The analysis identified five key themes:

  • Behaviors depend on various factors — it is not as simple as having those who do take breaks and those who don’t.
  • The influence of social and work relationships — if your colleagues take breaks then you are more likely to yourself and vice-versa.
  • Faced with a choice when they’re really busy, even if someone wants to take a break, then work “wins.”
  • Contradictory feelings — lots of people feel anxious and guilty about taking breaks, although some simply don’t.
  • Being ‘fair game’ for work-related matters if you remain at your desk at break times.

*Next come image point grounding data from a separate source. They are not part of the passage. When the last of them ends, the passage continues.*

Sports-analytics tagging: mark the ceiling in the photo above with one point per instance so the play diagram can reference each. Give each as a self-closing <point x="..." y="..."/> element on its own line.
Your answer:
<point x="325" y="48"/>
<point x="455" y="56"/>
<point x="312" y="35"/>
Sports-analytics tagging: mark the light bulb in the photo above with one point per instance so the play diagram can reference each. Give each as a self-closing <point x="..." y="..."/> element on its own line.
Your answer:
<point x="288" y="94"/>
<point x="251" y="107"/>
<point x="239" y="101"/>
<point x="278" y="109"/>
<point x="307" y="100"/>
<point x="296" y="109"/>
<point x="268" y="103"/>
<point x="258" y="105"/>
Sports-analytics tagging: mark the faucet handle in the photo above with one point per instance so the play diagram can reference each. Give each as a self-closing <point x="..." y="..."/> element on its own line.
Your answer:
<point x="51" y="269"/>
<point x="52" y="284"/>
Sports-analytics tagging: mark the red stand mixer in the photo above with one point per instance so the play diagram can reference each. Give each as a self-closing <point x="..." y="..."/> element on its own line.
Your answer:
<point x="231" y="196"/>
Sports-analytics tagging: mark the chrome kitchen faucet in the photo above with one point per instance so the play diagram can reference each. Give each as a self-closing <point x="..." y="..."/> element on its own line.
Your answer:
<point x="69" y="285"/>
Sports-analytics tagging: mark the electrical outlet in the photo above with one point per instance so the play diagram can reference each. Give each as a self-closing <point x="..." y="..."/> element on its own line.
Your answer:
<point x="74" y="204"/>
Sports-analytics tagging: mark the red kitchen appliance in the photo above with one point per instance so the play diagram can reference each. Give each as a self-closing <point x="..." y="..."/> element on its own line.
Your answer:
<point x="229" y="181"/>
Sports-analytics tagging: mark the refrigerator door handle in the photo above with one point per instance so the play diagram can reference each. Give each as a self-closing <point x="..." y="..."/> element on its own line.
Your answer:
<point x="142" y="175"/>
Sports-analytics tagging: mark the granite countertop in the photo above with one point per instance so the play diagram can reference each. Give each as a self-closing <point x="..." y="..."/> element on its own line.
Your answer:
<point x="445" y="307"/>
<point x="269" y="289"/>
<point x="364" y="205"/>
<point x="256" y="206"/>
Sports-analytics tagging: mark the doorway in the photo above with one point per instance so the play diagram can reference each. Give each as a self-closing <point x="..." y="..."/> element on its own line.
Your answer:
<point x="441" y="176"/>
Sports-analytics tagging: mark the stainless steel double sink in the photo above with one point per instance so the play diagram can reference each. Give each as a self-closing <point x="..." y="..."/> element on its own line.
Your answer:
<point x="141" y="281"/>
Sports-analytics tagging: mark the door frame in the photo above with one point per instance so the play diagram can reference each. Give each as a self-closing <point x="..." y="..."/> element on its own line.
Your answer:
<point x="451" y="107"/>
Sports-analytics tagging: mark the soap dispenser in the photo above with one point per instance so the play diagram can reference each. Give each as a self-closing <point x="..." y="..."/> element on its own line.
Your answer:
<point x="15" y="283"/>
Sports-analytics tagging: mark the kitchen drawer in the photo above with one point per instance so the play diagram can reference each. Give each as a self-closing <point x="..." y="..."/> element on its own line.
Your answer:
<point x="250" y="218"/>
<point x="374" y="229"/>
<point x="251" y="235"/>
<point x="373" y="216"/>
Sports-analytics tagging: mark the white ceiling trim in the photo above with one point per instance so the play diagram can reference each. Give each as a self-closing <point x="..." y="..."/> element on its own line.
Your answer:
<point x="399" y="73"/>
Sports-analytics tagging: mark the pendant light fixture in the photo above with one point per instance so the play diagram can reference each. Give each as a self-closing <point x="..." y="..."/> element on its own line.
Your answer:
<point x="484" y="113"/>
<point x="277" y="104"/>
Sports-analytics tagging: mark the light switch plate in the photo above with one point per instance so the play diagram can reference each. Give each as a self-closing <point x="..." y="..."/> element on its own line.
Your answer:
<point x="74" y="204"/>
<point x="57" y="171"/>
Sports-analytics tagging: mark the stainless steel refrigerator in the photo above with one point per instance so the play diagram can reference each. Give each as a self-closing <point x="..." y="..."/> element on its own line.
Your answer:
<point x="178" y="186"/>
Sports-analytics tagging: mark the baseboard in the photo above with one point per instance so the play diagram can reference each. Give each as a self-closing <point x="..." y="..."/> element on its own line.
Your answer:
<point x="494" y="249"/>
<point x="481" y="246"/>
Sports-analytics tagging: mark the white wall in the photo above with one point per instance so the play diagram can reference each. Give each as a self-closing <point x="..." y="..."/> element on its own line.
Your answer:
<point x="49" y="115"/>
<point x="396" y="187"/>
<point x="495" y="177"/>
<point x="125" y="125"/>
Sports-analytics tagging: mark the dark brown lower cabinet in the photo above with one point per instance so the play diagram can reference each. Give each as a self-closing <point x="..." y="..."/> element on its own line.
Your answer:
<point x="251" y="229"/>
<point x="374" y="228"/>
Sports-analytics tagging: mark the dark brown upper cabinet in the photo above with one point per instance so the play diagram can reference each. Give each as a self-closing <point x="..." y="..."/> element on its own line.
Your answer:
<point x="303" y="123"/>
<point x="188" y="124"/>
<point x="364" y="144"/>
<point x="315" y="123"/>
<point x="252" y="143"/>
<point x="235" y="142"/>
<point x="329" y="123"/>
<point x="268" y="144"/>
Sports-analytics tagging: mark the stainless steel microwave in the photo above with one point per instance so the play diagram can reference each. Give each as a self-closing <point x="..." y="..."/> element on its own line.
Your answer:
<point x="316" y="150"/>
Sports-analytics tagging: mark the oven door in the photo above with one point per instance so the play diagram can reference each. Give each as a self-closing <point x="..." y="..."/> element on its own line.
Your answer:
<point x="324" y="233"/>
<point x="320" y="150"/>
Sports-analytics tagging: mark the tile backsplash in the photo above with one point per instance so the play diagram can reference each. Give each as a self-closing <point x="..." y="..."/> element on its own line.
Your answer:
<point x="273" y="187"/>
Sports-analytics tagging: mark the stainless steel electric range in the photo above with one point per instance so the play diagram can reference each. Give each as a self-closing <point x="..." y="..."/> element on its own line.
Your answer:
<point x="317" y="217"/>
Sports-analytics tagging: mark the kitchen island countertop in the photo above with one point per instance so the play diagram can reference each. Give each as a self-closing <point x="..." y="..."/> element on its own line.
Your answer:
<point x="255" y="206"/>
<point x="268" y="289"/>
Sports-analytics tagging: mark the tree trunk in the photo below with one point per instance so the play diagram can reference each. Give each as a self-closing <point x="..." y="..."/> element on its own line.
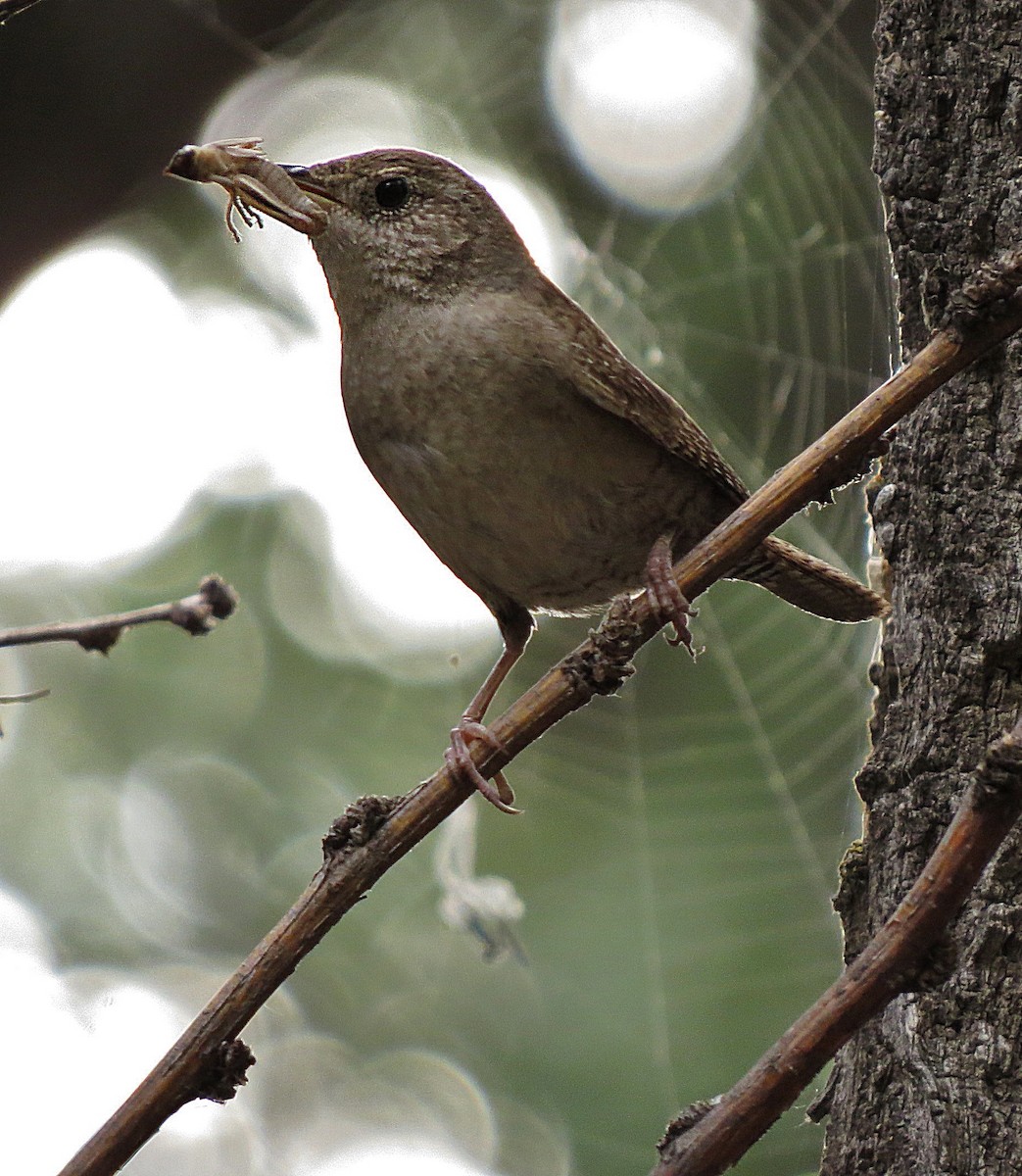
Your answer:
<point x="934" y="1086"/>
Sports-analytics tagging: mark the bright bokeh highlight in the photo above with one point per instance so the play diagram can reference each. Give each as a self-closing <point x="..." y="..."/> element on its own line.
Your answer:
<point x="654" y="97"/>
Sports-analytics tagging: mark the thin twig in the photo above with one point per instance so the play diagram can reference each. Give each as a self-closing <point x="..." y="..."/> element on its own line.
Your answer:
<point x="197" y="614"/>
<point x="374" y="834"/>
<point x="709" y="1138"/>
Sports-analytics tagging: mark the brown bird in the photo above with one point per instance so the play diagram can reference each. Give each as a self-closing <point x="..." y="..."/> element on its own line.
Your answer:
<point x="539" y="464"/>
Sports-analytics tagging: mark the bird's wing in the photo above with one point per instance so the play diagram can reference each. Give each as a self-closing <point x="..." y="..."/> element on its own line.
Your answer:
<point x="603" y="373"/>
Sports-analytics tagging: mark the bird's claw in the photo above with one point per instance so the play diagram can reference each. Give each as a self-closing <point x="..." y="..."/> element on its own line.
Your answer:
<point x="498" y="791"/>
<point x="665" y="599"/>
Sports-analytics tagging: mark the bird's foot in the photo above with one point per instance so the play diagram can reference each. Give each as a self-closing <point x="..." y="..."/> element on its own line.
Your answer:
<point x="665" y="599"/>
<point x="498" y="791"/>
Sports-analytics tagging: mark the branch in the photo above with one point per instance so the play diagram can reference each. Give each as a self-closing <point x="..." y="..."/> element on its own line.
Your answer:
<point x="197" y="614"/>
<point x="375" y="833"/>
<point x="708" y="1138"/>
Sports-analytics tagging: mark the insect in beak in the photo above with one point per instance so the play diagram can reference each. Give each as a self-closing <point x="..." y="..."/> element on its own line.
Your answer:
<point x="254" y="183"/>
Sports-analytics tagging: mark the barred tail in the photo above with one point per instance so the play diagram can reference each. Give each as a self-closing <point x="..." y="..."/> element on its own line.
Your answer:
<point x="809" y="583"/>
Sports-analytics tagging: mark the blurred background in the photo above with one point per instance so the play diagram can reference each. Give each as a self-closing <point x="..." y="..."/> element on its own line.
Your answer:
<point x="520" y="997"/>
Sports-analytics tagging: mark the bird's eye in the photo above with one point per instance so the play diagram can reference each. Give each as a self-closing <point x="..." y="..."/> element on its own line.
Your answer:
<point x="393" y="193"/>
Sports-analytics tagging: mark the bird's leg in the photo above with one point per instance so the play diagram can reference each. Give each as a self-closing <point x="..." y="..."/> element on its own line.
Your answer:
<point x="664" y="597"/>
<point x="515" y="629"/>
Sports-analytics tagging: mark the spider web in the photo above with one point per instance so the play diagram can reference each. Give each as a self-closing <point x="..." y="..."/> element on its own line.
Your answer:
<point x="681" y="841"/>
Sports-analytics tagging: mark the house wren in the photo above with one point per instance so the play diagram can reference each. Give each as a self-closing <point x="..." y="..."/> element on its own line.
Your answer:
<point x="539" y="464"/>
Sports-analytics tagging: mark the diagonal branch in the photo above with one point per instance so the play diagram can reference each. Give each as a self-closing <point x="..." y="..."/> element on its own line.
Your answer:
<point x="209" y="1061"/>
<point x="197" y="614"/>
<point x="708" y="1138"/>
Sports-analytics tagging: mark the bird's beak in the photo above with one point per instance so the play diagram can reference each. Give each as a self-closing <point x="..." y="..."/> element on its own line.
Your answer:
<point x="287" y="193"/>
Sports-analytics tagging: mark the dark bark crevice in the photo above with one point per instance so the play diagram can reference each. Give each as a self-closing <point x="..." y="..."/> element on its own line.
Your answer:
<point x="934" y="1086"/>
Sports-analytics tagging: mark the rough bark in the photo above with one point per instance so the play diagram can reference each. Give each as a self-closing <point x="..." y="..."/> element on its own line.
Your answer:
<point x="935" y="1085"/>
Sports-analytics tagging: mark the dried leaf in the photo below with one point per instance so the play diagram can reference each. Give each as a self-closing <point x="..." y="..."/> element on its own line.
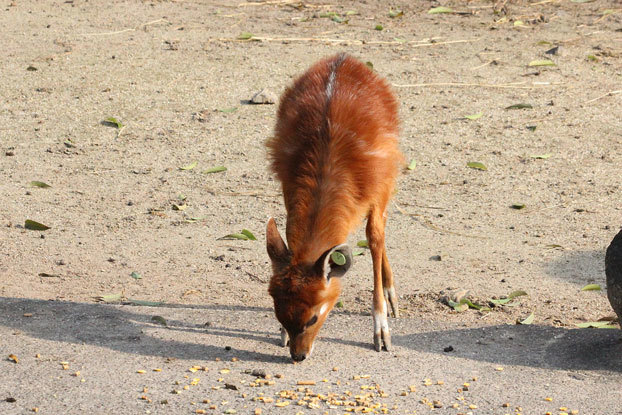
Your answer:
<point x="136" y="275"/>
<point x="591" y="287"/>
<point x="248" y="234"/>
<point x="527" y="320"/>
<point x="145" y="303"/>
<point x="113" y="122"/>
<point x="35" y="226"/>
<point x="476" y="165"/>
<point x="160" y="320"/>
<point x="189" y="166"/>
<point x="39" y="184"/>
<point x="441" y="9"/>
<point x="519" y="106"/>
<point x="215" y="169"/>
<point x="474" y="116"/>
<point x="542" y="62"/>
<point x="597" y="325"/>
<point x="109" y="298"/>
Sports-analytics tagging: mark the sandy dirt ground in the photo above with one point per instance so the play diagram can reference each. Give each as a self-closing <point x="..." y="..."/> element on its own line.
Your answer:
<point x="135" y="218"/>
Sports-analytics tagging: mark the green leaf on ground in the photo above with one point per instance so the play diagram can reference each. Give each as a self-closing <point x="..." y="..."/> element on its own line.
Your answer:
<point x="476" y="165"/>
<point x="217" y="169"/>
<point x="510" y="297"/>
<point x="35" y="226"/>
<point x="440" y="9"/>
<point x="458" y="306"/>
<point x="39" y="184"/>
<point x="189" y="166"/>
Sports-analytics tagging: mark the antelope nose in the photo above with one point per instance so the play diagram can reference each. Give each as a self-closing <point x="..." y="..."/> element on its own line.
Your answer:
<point x="299" y="357"/>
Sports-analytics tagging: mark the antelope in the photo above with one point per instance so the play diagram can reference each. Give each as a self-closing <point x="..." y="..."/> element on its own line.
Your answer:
<point x="335" y="152"/>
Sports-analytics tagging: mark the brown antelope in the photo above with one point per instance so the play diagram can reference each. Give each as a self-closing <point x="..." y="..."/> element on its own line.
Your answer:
<point x="336" y="154"/>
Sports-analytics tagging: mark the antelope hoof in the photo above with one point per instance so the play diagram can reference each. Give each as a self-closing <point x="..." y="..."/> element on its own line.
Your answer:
<point x="284" y="338"/>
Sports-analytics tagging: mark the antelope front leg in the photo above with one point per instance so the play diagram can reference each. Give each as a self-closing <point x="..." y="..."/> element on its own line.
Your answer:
<point x="284" y="337"/>
<point x="375" y="238"/>
<point x="388" y="286"/>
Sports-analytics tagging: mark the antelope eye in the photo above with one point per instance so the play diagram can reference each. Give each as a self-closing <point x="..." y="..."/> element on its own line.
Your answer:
<point x="311" y="322"/>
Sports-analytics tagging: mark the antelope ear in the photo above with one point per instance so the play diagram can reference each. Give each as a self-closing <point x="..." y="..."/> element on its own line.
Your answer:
<point x="277" y="250"/>
<point x="331" y="268"/>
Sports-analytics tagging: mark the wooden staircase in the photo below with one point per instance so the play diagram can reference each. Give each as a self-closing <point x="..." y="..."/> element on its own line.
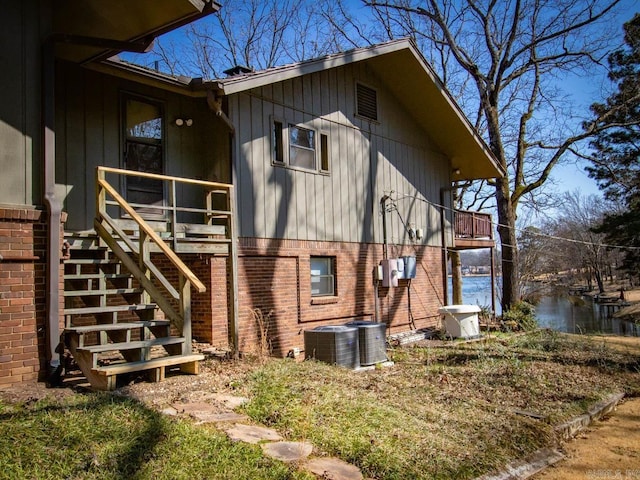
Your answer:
<point x="111" y="327"/>
<point x="127" y="291"/>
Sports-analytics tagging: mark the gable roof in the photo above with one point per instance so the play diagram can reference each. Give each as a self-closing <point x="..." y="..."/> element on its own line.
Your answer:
<point x="87" y="30"/>
<point x="406" y="73"/>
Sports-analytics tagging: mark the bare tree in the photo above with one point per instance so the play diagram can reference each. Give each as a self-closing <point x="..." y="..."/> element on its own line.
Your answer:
<point x="508" y="56"/>
<point x="580" y="245"/>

Plenty of other research has confirmed the mental value of taking breaks from thinking about work improves motivation and physically moving around increases productivity.

It’s important to recognize that with all the added pressures, on top of the usual pressures from work that we’re all facing now, the need to keep your cool is increased. Finding little ways to reduce stress and diffuse stressful encounters are paramount. The lunch break, especially while working at home is important to maintaining mental equilibrium.

Science writer Ferris Jabr summarizes the benefits of breaks in this Scientific American article: “Downtime replenishes the brain’s stores of attention and motivation, encourages productivity and creativity, and is essential to both achieve our highest levels of performance and simply form stable memories in everyday life … moments of respite may even be necessary to keep one’s moral compass in working order and maintain a sense of self.”

“The greater importance that people appear to be placing on completing their work over the time they give themselves for breaks, or simply the sheer volume and pressure of work, may go some way to explaining this pattern of behavior.”

Dr. Oliver and colleagues recommend further research and organizational changes to support improved workplace health and wellbeing.